Conflict of interest statement
The authors declare no conflict of interest.
Figures
Cellular and molecular organization of queen and worker ovarioles in ants. Green color marks Vasa expression, red marks F-actin, and blue marks nuclei. (A) simplified schematic diagram showing the organization of the germ line in ant queen ovarioles. Germ-line stem cells (GSCs), located at the anterior tip of each adult ovariole, divide to give rise to cystoblasts (Cb), which in turn undergo five incomplete divisions to become 32-cell cysts. One cell acquires the oocyte fate whereas the remaining 31 cells become polyploid nurse cells. The cells forming each cyst are interconnected by fusomes; cytoskeletal bridges through which maternal determinants are transported from the nurse cells to the oocyte. Maternal determinants, including mRNAs and proteins, establish oocyte polarity and set up embryonic development. (B) A. rudis queen ovariole showing the anterior half from the terminal filament (TF) to early egg chambers. Dashed lines indicate the continuation of the ovariole. (C) A. rudis worker ovariole showing identical cellular and molecular organization to the queen. BI, BII, BIII, and CI, CII, CIII represent zooms of the regions indicated by B1, B2, B3, and C1, C2, C3, respectively. Both queens and workers show normal cystoblast production (B1 and C1), normal and continuous cyst production (B2 and C2), and proper establishment of oocyte identity and egg chamber formation (B3 and C3).

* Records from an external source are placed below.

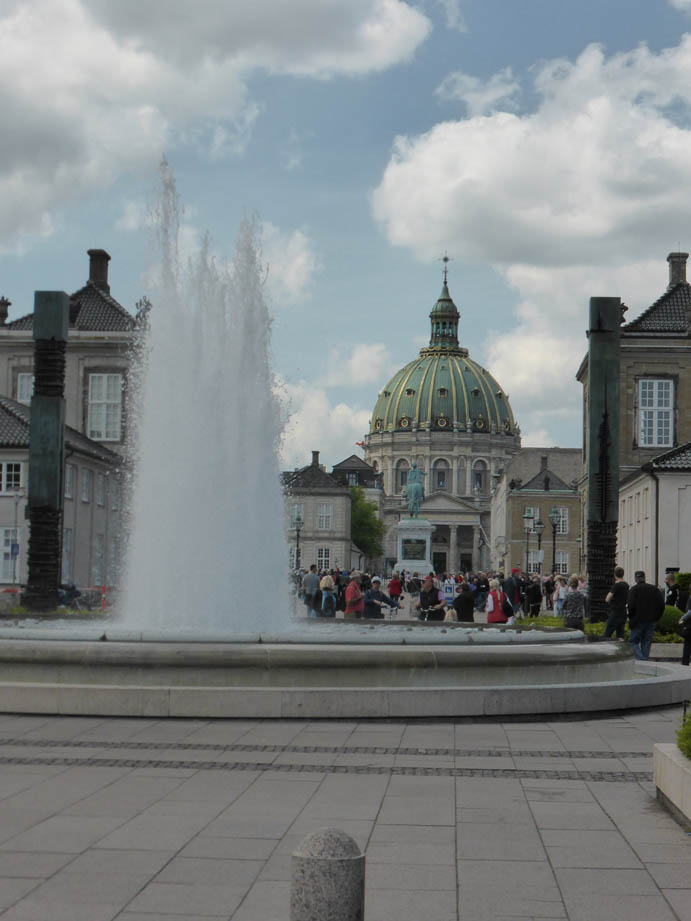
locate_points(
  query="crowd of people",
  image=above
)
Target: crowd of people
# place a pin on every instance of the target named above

Note that the ovariole of the queen (B) is longer than that of the worker (C), because of its higher activity. Cells from germ-line origin in both queens and workers, including GSC and their progeny, as well as the nurse cells express Vasa, whereas cells from somatic origin including TF, cap (CC), and follicle cells (FC) do not.

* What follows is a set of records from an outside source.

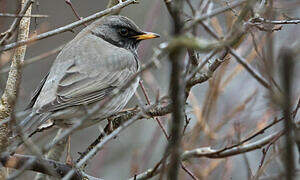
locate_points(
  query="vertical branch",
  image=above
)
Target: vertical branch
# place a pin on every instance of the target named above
(9, 96)
(287, 56)
(177, 86)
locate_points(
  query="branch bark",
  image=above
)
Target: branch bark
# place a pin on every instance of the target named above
(10, 94)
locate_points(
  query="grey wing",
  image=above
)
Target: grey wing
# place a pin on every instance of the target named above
(73, 91)
(84, 83)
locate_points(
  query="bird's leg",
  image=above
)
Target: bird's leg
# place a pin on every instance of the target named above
(69, 160)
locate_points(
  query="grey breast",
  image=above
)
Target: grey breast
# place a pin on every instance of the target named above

Patterns of Vasa and nanos expression and localization in queen and worker oocytes. Green color marks Vasa protein; red marks F-actin in A–G, and nanos mRNA in K–M; purple marks nanos mRNA in B and H–J; and blue marks nuclei. Arrow heads indicate correct localization, asterisks indicate impaired localization; NC nurse cells; Oo, oocyte. In queens, posterior localization of (A) Vasa and (B) nanos (red) indicate viable oocytes, whereas the lack of (C) Vasa localization indicate trophic oocytes. In workers, proper localization to the posterior of (D) Vasa and (H) nanos (purple) indicate viable oocytes; mis-localized (F) Vasa and (I) nanos (purple) indicate failed oocytes; and absence of (G) Vasa and (J) nanos (purple) indicate trophic oocytes. (K–M) double Vasa and nanos (red) in worker oocytes. (K) nanos is localized early in worker oocytes, followed later by the posterior (I) Vasa localization. (M) Both molecules remain colocalized while detaching from the posterior in late stages. Note that the yellow color in the follicle cells in E and G results from high background from the green channel, rather than Vasa expression in these cells.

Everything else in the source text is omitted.